Saturday, August 16, 2008

Wink Wink

In the debate with Lkee Rosenberg, he is correct that I once misused the term "wink wink" to describe the way current law deals with the administration of life ending drugs to the terminal patient.

The poor chice of words reflects two views of physicians.

I think the docs now do a very good job prescribing drugs that will relieve pain and suffering . In a terminal patient, this often involves a trade off that involves a complex, personal moral judgement.

Lee's view, correct me if I am wrong, is that this practice needs to be regulated by a law because terminal patients who have decided to die can not get help from the doctors explicitly for the purpose of suicide rather than relief of suicide.

So, that is where my choice of words was unfortunate. "Wink wink" implies a casual attitude toward this decision. I know all to well that is not the case.

I believe physicians now handle terminal care decisions in a highly responsible way that would be harmed by the intervention of our legal system including the structures set up in I-1000. As I see it the price of I-1000 is to high in terms of undermining a basic tenet of medical ethics and INCREASING the risk of legal intervention where it is not now needed.

I would agree with you that the price of I-100 was worthwhile if I knew that the current law was being abused by physicians or making it hard for the patients covered by the law to get the relief they desire. For example:

1. has any physician been charged with murder or malpractice for providing this sort of relief as opposed to intentionally killing a patient?

2. Are there any cases in our state of terminally ill patients who want to die but are blocked from doing so?
++++++++++++++++++++++++++++++++++

Maybe it would help our interaction if I tried to argue your side? Here it is.

I CAN imagine the possibility that some people in the last six month of life, faced with a deteriorating life style, might want to go to their doctor and say "Please help me end life now."

I suspect that most of my colleagues would first respond by sympathy and addressing the likely issue of depression. (I think the idea that most psychologists are more able than docs to determine depression is a crock). This itself is a hard decision today since we have effective drugs to treat depression. The physician and the patient would likely to have to decide whether to change the patients' mood with drugs. How do you feel about this? Faced with a bad death, depressed over the prospect, should that depression be reviewed before allowing suicide?

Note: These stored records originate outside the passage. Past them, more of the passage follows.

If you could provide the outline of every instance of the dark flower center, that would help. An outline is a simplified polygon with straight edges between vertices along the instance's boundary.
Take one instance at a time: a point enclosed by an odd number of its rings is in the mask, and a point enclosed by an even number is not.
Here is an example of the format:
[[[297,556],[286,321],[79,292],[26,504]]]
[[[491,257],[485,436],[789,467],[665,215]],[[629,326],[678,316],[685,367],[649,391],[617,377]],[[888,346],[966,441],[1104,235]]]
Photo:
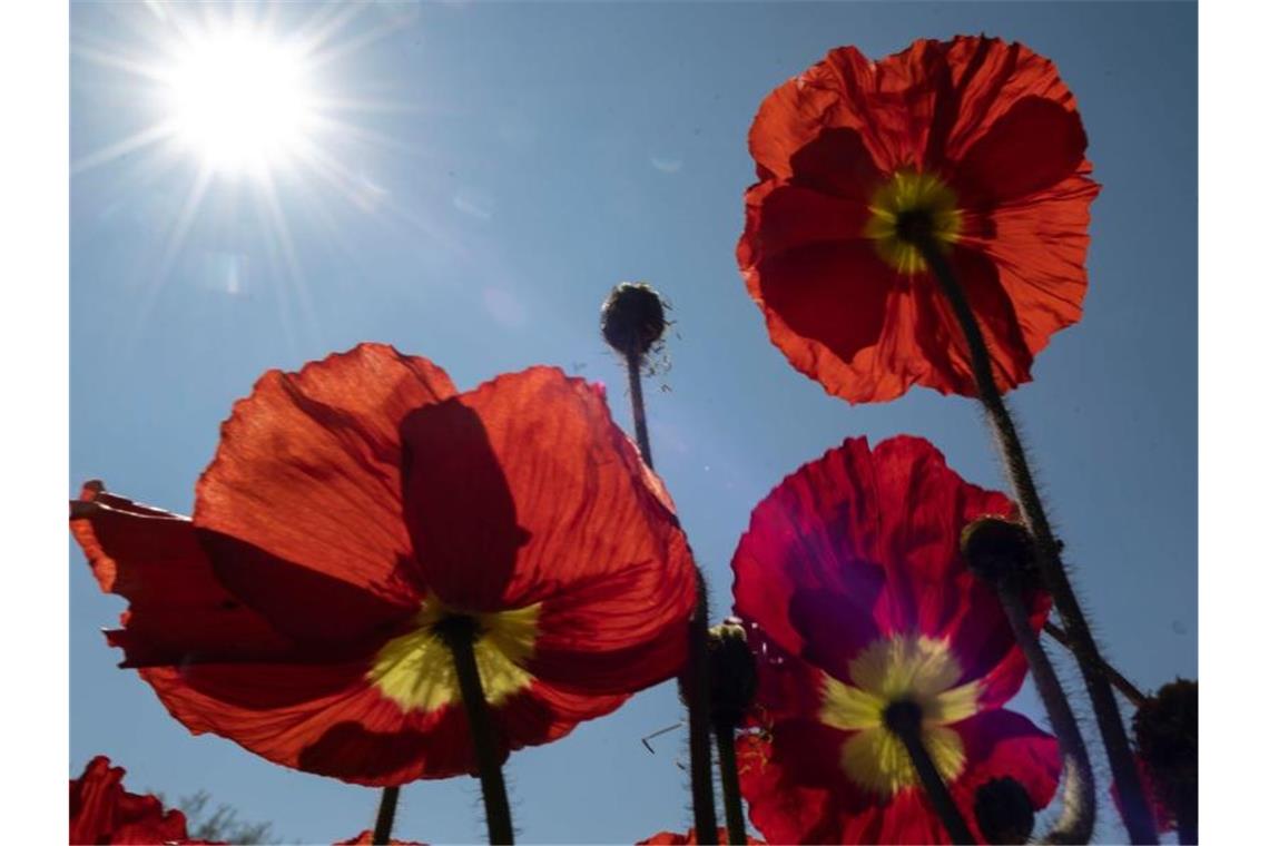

Lets suppose that the patient, a near buddha, has no depression but a coldly objective determination not to go through the pain and suffering of death. Does it seem reasonable that a doctor should be able to help with the death?

To be honest I am not sure I know the answer to that one.
+++++++++++++++++++++++++++++++++++++++++

My response to this thread is that I am skeptical that this situation arises often enough to require legislation. If I am right, then the merit of I-100 needs to be counterbalanced by the damage done to the Hippocratic oath and by the vulnerability, under I-1000, of the poorest patients.